La section administrative de la Cour suprême statuant en matière électorale a rendu publique la liste définitive des candidats autorisés à la prochaine présidentielle. Sans surprise, Ibrahim Mohamed Soulé du Juwa et Mohamed Ali Soilih de l’Updc ont été écartés de l’échéance électorale. Comme souvent, les cartes du jeu politique devront être rebattues à la toute dernière minute.
La section administrative de la Cour suprême statuant en matière électorale, a rendu son arrêt définitif le 09 février dernier, qui est, rappelons le, sans possibilité de recours. Des 20 candidats initialement déclarés pour la course présidentielle, elle n’en aura retenu que 13.
13 candidats autorisés pour la conquête de Beit Salam. Et deux candidats de poids en moins. La rue sur ce coup-ci a eu raison ; leur éviction était dans toutes les bouches ces derniers temps. Ainsi, celui qui a été investi par le principal parti d’opposition, le Juwa, Ibrahim Mohamed soulé a été éliminé de la course. La requête introduite par un membre éminent de la formation politique a reçu l’oreille attentive de la haute juridiction. En effet, Said Jaffar El-Macelie reprochait au candidat de n’avoir pas été investi par la bonne personne. Selon l’arrêt de la Cour lu par la présidente de la section administrative, Harmiat Ahmed, « (…) considérant que la lettre d’investiture du candidat Ibrahim Mohamed Soulé signée par Abdou Said, secrétaire général adjoint ne fait état d’aucun mandat autorisant ce dernier à signer ladite lettre en lieu et place de Ahmed Hassan El-Barwane, actuel secrétaire général du parti Juwa, que le candidat n’apporte pas la preuve de l’empêchement ou de l’absence du secrétaire général pour justifier sa suppléance, que dans ces conditions la candidature de Ibrahim Mohamed Soulé ne saurait être retenue ».

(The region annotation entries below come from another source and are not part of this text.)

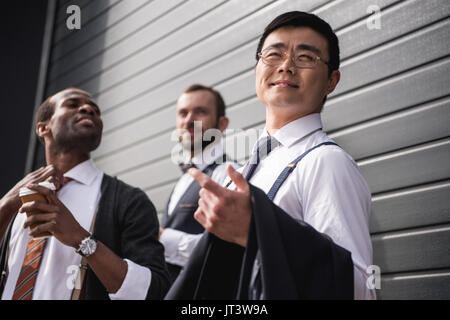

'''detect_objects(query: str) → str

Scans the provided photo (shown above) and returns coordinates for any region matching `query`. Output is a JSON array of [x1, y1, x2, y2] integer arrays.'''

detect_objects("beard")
[[178, 120, 219, 153], [54, 125, 103, 153]]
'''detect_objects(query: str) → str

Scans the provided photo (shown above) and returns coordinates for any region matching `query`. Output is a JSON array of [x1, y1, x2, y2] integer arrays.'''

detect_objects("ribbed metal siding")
[[43, 0, 450, 299]]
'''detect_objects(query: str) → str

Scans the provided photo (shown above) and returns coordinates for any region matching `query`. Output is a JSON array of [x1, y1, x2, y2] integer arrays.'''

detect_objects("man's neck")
[[45, 150, 90, 174], [266, 107, 318, 136]]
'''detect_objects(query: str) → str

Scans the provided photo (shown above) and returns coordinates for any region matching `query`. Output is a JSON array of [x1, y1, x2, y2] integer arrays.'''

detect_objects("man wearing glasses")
[[167, 12, 375, 299]]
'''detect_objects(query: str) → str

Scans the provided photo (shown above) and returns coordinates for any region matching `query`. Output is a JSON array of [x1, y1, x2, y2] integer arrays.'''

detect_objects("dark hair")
[[256, 11, 340, 74], [184, 83, 225, 119]]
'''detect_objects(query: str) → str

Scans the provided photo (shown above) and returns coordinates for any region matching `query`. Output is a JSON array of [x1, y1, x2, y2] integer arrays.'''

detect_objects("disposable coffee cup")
[[19, 181, 56, 239]]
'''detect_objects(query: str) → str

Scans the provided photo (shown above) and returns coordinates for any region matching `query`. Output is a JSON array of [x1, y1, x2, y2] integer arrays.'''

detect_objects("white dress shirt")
[[2, 160, 151, 300], [229, 113, 375, 299], [159, 142, 239, 266]]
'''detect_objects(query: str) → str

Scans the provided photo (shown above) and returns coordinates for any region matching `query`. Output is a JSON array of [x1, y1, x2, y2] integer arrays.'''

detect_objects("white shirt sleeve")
[[300, 147, 375, 299], [109, 259, 152, 300], [159, 228, 202, 267]]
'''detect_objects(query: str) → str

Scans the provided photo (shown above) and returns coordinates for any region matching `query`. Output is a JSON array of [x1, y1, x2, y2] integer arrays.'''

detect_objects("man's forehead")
[[263, 26, 328, 51], [50, 89, 93, 103]]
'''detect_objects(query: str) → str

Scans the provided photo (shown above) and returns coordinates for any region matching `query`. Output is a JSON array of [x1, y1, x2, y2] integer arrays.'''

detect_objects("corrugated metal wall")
[[46, 0, 450, 299]]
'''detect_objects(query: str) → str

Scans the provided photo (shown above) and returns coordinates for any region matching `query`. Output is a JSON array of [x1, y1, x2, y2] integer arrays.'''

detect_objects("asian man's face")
[[255, 27, 340, 118]]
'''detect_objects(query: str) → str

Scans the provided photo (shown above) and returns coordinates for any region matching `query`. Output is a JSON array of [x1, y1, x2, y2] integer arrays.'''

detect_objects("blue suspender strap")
[[267, 141, 337, 201]]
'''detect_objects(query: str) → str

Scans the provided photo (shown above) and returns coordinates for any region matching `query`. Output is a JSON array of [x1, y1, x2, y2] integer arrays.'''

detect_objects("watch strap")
[[71, 205, 98, 300]]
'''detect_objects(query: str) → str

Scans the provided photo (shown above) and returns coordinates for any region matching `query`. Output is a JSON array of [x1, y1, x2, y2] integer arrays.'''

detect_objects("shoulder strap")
[[267, 141, 338, 201], [0, 213, 17, 298]]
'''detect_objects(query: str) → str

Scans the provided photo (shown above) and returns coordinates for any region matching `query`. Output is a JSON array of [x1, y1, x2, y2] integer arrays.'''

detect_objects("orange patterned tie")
[[12, 239, 47, 300]]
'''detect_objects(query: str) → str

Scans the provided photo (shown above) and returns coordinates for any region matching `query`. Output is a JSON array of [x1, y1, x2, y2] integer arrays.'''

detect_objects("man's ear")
[[36, 121, 50, 139], [217, 116, 230, 132], [327, 70, 341, 95]]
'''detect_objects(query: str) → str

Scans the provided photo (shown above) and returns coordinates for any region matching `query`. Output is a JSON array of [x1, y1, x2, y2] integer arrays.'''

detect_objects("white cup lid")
[[19, 181, 56, 197]]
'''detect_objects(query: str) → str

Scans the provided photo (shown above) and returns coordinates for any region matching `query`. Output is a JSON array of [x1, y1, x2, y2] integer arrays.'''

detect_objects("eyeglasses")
[[258, 48, 332, 69]]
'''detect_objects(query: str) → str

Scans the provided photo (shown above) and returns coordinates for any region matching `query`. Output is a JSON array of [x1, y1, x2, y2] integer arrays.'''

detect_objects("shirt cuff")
[[109, 259, 152, 300], [159, 228, 202, 267]]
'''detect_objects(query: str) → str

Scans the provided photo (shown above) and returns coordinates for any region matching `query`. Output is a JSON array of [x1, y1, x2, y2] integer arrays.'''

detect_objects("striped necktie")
[[12, 177, 73, 300], [12, 239, 47, 300]]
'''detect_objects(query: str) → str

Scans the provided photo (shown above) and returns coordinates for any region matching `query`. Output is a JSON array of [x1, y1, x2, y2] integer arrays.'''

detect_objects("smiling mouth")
[[270, 81, 298, 88], [75, 118, 95, 126]]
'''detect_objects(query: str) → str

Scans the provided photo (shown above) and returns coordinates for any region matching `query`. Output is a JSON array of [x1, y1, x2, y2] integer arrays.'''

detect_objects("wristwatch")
[[76, 235, 97, 257]]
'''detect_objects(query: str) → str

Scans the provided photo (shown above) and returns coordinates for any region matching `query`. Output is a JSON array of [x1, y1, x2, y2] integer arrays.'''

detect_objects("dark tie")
[[12, 238, 47, 300], [178, 162, 197, 173], [242, 136, 279, 181], [242, 136, 279, 300]]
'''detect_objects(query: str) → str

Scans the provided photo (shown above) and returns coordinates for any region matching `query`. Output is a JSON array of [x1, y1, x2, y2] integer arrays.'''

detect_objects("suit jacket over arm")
[[166, 185, 353, 299]]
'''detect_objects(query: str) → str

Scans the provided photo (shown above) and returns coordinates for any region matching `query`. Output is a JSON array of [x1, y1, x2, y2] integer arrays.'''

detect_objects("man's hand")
[[189, 165, 252, 247], [19, 184, 89, 249], [0, 165, 63, 214]]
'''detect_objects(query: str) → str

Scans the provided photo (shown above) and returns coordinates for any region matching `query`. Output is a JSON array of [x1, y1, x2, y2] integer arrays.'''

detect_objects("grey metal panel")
[[330, 19, 450, 96], [92, 17, 449, 161], [52, 0, 149, 63], [322, 58, 450, 131], [70, 0, 276, 99], [50, 0, 194, 85], [117, 158, 180, 190], [372, 225, 450, 273], [145, 182, 175, 212], [90, 38, 260, 157], [377, 269, 450, 300], [370, 180, 450, 233], [358, 138, 450, 193], [95, 131, 176, 175], [55, 0, 92, 25], [314, 0, 400, 30], [337, 0, 450, 61], [49, 0, 119, 47], [330, 97, 450, 160]]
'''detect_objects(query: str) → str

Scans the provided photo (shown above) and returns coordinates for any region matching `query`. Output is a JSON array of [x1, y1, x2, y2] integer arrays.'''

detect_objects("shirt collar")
[[64, 159, 100, 185], [186, 142, 223, 170], [260, 113, 322, 148]]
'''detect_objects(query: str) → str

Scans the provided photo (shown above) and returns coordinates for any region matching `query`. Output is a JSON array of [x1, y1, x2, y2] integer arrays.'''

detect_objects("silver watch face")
[[80, 238, 97, 256]]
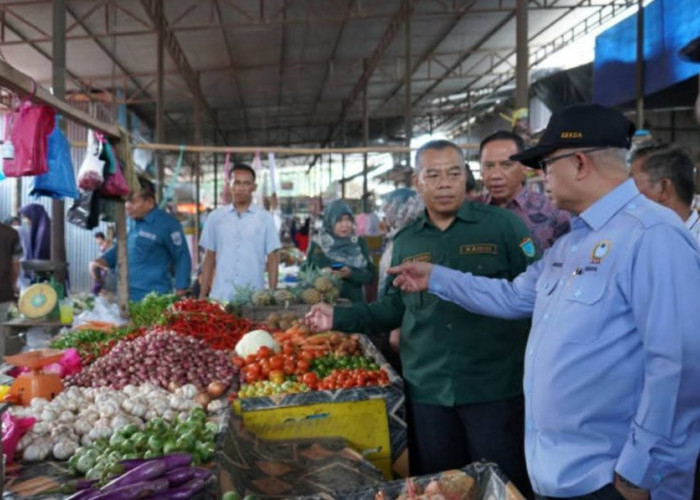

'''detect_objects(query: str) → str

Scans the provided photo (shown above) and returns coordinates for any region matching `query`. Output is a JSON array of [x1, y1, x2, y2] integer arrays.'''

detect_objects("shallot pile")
[[64, 332, 236, 390]]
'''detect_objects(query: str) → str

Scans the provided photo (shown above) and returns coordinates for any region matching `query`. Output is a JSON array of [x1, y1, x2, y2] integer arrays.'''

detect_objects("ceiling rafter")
[[309, 0, 418, 169], [375, 0, 476, 111], [308, 0, 356, 129], [141, 0, 226, 142], [213, 0, 250, 141]]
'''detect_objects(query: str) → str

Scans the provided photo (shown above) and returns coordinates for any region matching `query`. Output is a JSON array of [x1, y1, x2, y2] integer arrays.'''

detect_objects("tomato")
[[296, 359, 309, 374], [269, 370, 284, 384], [301, 372, 319, 389], [259, 358, 272, 378], [284, 360, 296, 375], [258, 345, 274, 358], [270, 354, 284, 370]]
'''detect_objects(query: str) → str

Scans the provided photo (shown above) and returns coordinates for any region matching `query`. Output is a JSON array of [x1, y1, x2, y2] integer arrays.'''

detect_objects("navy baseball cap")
[[510, 104, 635, 168]]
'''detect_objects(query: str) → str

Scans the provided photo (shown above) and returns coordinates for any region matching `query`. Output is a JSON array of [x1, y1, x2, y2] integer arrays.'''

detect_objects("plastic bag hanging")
[[78, 129, 104, 191], [29, 115, 80, 200], [221, 153, 232, 205]]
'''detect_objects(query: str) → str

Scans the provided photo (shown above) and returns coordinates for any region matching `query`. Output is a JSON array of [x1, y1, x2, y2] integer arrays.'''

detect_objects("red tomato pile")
[[232, 343, 389, 390]]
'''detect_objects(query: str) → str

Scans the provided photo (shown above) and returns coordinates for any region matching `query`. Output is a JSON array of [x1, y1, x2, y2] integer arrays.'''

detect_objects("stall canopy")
[[593, 0, 700, 106]]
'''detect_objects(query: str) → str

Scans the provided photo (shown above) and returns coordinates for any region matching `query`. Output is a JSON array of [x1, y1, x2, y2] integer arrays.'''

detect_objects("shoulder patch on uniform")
[[459, 243, 498, 255], [520, 236, 536, 257], [401, 252, 432, 264], [170, 231, 182, 247]]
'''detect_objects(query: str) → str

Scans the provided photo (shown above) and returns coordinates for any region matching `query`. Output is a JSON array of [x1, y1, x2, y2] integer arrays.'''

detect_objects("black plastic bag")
[[68, 191, 100, 230]]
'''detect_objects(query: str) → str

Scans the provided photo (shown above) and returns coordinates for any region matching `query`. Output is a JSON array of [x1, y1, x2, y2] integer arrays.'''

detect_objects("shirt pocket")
[[559, 276, 606, 344]]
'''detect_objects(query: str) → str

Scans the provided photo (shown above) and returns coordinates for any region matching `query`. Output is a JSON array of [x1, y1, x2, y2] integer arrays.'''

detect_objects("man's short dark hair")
[[229, 163, 255, 181], [479, 130, 525, 158], [414, 139, 466, 173], [628, 141, 672, 165], [129, 177, 156, 202], [641, 147, 695, 206]]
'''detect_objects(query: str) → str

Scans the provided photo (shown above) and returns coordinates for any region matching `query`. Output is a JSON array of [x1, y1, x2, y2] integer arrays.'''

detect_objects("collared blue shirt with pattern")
[[102, 208, 192, 301], [476, 186, 571, 252], [429, 180, 700, 500], [199, 204, 280, 301]]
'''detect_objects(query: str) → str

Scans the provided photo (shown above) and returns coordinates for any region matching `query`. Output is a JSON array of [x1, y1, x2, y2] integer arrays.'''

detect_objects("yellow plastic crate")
[[234, 398, 392, 479]]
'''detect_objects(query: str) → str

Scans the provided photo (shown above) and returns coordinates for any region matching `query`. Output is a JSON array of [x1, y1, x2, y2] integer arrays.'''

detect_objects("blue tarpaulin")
[[593, 0, 700, 106]]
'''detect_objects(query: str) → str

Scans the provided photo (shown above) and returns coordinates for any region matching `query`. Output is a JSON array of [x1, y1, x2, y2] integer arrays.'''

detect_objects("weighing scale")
[[3, 349, 63, 406], [18, 260, 66, 319]]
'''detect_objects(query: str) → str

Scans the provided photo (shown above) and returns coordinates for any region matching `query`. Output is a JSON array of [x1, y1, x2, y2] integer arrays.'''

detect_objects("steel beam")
[[141, 0, 225, 145]]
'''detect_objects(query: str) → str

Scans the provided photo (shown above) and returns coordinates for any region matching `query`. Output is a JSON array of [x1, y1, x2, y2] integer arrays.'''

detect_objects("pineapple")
[[252, 290, 273, 306], [273, 288, 294, 305], [300, 288, 323, 305]]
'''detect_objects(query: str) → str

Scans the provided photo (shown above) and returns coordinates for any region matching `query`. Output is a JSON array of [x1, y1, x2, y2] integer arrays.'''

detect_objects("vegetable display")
[[65, 332, 236, 390], [129, 292, 178, 327], [68, 408, 218, 480], [157, 299, 254, 351], [8, 384, 225, 462], [70, 452, 213, 500]]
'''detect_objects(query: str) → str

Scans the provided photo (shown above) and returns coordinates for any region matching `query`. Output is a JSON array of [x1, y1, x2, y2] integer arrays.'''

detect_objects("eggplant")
[[192, 467, 214, 482], [100, 458, 166, 492], [163, 467, 195, 487], [93, 477, 169, 500], [119, 453, 192, 471], [148, 478, 204, 500]]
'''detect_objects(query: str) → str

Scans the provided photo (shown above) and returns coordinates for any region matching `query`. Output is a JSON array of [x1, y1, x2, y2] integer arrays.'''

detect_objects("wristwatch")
[[615, 472, 644, 490]]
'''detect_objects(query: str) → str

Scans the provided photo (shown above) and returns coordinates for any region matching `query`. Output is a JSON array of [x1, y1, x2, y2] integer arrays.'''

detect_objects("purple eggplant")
[[148, 478, 204, 500], [100, 458, 166, 492], [93, 477, 169, 500], [163, 467, 194, 488], [192, 467, 214, 482], [67, 489, 102, 500], [119, 453, 192, 471]]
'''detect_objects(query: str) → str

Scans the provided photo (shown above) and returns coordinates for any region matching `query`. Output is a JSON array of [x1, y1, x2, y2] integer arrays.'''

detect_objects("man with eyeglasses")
[[389, 105, 700, 500], [307, 141, 536, 492], [630, 144, 700, 245], [199, 163, 280, 301], [477, 130, 571, 251]]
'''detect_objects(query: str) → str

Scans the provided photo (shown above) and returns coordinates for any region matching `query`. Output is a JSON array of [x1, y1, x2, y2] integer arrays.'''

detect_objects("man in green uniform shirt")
[[306, 141, 535, 492]]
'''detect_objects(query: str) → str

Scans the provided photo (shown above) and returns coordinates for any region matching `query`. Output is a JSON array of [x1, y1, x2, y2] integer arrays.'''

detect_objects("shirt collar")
[[579, 179, 639, 231], [477, 186, 530, 208], [228, 203, 260, 214]]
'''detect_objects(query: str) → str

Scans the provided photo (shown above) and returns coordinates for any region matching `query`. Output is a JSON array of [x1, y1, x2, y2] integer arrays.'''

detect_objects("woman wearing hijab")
[[19, 203, 51, 260], [302, 200, 374, 302]]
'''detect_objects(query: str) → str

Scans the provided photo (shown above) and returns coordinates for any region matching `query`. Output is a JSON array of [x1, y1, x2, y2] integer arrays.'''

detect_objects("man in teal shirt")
[[307, 141, 535, 492], [95, 187, 192, 301]]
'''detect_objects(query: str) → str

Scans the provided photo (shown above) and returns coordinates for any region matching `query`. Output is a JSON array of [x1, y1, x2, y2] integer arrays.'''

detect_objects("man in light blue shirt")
[[390, 105, 700, 500], [199, 164, 280, 301], [94, 187, 192, 301]]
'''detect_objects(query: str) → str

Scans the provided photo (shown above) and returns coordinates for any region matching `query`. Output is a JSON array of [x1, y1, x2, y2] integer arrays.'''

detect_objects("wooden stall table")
[[0, 318, 65, 356]]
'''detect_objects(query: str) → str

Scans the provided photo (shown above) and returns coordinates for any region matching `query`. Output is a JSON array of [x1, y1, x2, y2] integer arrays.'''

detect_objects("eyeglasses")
[[537, 146, 608, 174]]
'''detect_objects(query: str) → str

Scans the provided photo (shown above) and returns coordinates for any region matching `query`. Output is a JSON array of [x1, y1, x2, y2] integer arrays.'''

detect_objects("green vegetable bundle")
[[129, 292, 178, 327], [68, 408, 218, 480]]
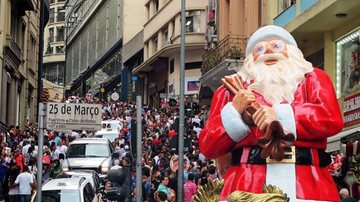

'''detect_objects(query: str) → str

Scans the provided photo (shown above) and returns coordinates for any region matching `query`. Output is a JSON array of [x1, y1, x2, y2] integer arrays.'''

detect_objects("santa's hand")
[[232, 90, 256, 114], [252, 105, 277, 131]]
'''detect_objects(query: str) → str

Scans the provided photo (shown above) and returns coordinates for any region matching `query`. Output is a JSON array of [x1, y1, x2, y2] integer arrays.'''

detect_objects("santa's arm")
[[280, 68, 343, 141], [199, 86, 250, 158]]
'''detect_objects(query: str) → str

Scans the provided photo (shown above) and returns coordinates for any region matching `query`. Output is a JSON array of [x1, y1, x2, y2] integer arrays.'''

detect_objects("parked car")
[[63, 138, 119, 178], [32, 177, 98, 202], [95, 130, 119, 142], [57, 169, 102, 193], [101, 120, 123, 132]]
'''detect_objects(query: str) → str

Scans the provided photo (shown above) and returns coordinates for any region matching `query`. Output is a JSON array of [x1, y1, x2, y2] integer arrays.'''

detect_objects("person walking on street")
[[13, 166, 36, 202], [184, 173, 197, 202]]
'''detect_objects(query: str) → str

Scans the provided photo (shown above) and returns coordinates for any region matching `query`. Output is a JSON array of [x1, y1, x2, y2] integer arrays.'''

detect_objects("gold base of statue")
[[194, 180, 289, 202]]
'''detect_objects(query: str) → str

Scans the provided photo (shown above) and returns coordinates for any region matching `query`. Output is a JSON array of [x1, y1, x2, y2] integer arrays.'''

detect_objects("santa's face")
[[239, 39, 313, 105], [252, 39, 289, 65]]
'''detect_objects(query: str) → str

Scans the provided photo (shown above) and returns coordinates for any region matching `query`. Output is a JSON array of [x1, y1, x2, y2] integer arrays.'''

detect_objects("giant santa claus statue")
[[200, 25, 343, 201]]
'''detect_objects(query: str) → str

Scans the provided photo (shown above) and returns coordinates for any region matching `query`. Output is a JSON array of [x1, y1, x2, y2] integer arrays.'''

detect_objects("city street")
[[0, 0, 360, 202]]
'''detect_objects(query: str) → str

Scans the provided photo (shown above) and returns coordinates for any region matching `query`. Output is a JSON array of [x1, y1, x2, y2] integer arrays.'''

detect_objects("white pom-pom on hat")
[[246, 25, 297, 56]]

Mohamed Ali Soilihi, dont la candidature a été attaquée par Bourhane Abdallah (écarté définitivement de la course) a été éliminé. Le leader de l’Updc, de l’Union de l’opposition a vu sa candidature rejetée pour « dissimulation », d’une partie de son patrimoine. « Bourhane Abdallah, en appui de sa requête a versé un décret de 2011 relatif à la rémunération des membres du gouvernement et une copie des statuts d’une société à responsabilité limitée dénommée Wako Hasas ( ?) au capital de 7 milliards 365 millions et dont l’objet social porte sur la commercialisation de voitures de luxe, l’import export, le tourisme et l’hôtellerie. Que l’examen des pièces produites, révèle que sous le couvert de prête-noms, dont Nouria Aboubacar (épouse de Mamadou), Echata Minhadji et Soibirata Minhadji nées à Mbeni, des proches, et Houmadi Abdallah, ancien ministre, Mohamed Ali Soilihi a fait enregistrer en 2008 la société au service des domaines pour un montant de 220 millions à une époque où il occupait le poste de ministre des finances au vu de la déclaration contenue dans son curriculum vitae (…)». Pour la présidente de la section administrative, « la déclaration de patrimoine de Mamadou fait apparaître d’importantes omissions qui constituent une dissimulation volontaire de la consistance réelle de son patrimoine et partant, entache la véracité et la sincérité de ladite déclaration ». Raison pour laquelle, toujours selon la cour, « sa candidature est invalidée ».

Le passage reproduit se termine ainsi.